Data/san_juan_dengue_data.csv
See https://predict.phiresearchlab.org/post/5a4fcc3e2c1b1669c22aa261 for more information. Here, we are directly copy/pasting from that website. The dataset contains weekly dengue data for the San Juan-Carolina-Caguas Metropolitan Statistical Area. The dataset includes the following variables:
- season: the transmission season;
- season_week: week of the season (not the calendar year - the season starts following the week with historically lowest dengue cases over the years 1990-2009);
- week_start_date: date of the first day of the week;
- denv1_cases: number of laboratory confirmed cases with DENV1;
- denv2_cases: number of laboratory confirmed cases with DENV2;
- denv3_cases: number of laboratory confirmed cases with DENV3;
- denv4_cases: number of laboratory confirmed cases with DENV4;
- other_positive_cases: laboratory-positive cases without serotype identified (these include acute IgM positive and IgM conversions);
- additional_cases: at times not all specimens submitted were tested due to overload of the capacity for testing or incomplete case information. For those weeks, the number of additional laboratory-positive cases among those not tested was estimated by multiplying the number of untested cases by the rate of laboratory-positive cases amongst those that were tested;
- total_cases: the sum of all cases (denv1-4_cases + other_positive_cases + additional_cases), the target time series for forecasting.
Over time, the sensitivity of testing increased, particularly in 2005 when PCR was implemented for routine diagnostics, in 2007 when improved IgM testing was implemented, and in 2009 when a more sensitive PCR assay was adopted. Details are presented in Sharp et al. 2010.

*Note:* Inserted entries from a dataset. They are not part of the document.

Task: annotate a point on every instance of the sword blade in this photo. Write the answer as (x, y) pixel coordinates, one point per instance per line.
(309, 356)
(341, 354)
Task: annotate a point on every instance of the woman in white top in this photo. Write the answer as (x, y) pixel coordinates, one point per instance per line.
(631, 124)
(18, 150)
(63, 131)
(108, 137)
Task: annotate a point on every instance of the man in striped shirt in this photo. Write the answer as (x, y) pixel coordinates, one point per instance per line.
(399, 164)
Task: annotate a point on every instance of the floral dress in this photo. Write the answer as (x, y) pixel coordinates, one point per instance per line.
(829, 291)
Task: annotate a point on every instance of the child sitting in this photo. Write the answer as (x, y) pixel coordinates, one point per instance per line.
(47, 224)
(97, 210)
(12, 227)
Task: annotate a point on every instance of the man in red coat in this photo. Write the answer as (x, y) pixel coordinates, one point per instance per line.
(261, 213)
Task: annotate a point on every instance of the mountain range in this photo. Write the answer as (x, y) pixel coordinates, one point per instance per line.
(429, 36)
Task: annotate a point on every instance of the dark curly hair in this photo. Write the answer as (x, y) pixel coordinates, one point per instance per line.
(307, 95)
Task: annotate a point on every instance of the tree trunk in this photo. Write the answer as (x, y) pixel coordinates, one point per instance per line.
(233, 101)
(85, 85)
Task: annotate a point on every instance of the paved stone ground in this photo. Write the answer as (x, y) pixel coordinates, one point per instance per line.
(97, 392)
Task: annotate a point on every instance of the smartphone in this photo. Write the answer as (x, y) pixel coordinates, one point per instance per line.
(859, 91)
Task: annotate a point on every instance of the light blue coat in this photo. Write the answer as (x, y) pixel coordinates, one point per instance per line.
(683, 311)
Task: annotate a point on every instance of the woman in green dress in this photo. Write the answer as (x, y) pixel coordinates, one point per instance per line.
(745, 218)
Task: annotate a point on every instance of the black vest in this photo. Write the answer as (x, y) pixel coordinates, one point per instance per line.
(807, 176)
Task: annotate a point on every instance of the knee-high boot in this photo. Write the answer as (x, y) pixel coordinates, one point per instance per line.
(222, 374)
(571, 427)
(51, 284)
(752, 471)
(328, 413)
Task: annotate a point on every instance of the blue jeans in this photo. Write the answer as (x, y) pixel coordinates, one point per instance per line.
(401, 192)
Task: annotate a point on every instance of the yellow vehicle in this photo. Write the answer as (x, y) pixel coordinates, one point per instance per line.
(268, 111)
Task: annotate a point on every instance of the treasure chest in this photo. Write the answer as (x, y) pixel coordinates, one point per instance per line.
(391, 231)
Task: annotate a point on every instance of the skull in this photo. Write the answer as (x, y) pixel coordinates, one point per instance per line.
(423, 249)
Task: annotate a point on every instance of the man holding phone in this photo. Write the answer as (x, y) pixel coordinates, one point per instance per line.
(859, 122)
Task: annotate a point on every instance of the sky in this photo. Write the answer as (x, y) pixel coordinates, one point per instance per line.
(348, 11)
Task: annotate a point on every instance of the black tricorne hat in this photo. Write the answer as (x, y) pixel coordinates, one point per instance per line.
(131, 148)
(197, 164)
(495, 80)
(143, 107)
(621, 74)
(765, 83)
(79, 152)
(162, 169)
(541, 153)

Sharp TM, Hunsperger E, Santiago GA, Muñoz-Jordan JL, Santiago LM, Rivera A, et al. (2013) Virus-Specific Differences in Rates of Disease during the 2010 Dengue Epidemic in Puerto Rico. PLoS Negl Trop Dis 7(4): e2159. doi:10.1371/journal.pntd.0002159
Nov. 23rd 2018 (last update for many of the data sets was well before this date).
Puerto Rico Department of Health and Centers for Disease Control and Prevention
Michael Johansson, [email protected]
Public
Creative Commons Attribution 4.0 (http://creativecommons.org/licenses/by/4.0/legalcode)
We provide a license for our code (see LICENSE) and do not claim ownership, nor the right to license, the data we have obtained. Please cite the appropriate agency, paper, and/or individual in publications and/or derivatives using these data, contact them regarding the legal use of these data, and remember to pass-forward any existing license/warranty/copyright information. As a reminder, THE DATA AND SOFTWARE ARE PROVIDED "AS IS", WITHOUT WARRANTY OF ANY KIND, EXPRESS OR IMPLIED, INCLUDING BUT NOT LIMITED TO THE WARRANTIES OF MERCHANTABILITY, FITNESS FOR A PARTICULAR PURPOSE AND NON-INFRINGEMENT. IN NO EVENT SHALL THE AUTHORS OR COPYRIGHT HOLDERS BE LIABLE FOR ANY CLAIM, DAMAGES OR OTHER LIABILITY, WHETHER IN AN ACTION OF CONTRACT, TORT OR OTHERWISE, ARISING FROM, OUT OF OR IN CONNECTION WITH THE DATA AND/OR SOFTWARE OR THE USE OR OTHER DEALINGS IN THE DATA AND/OR SOFTWARE.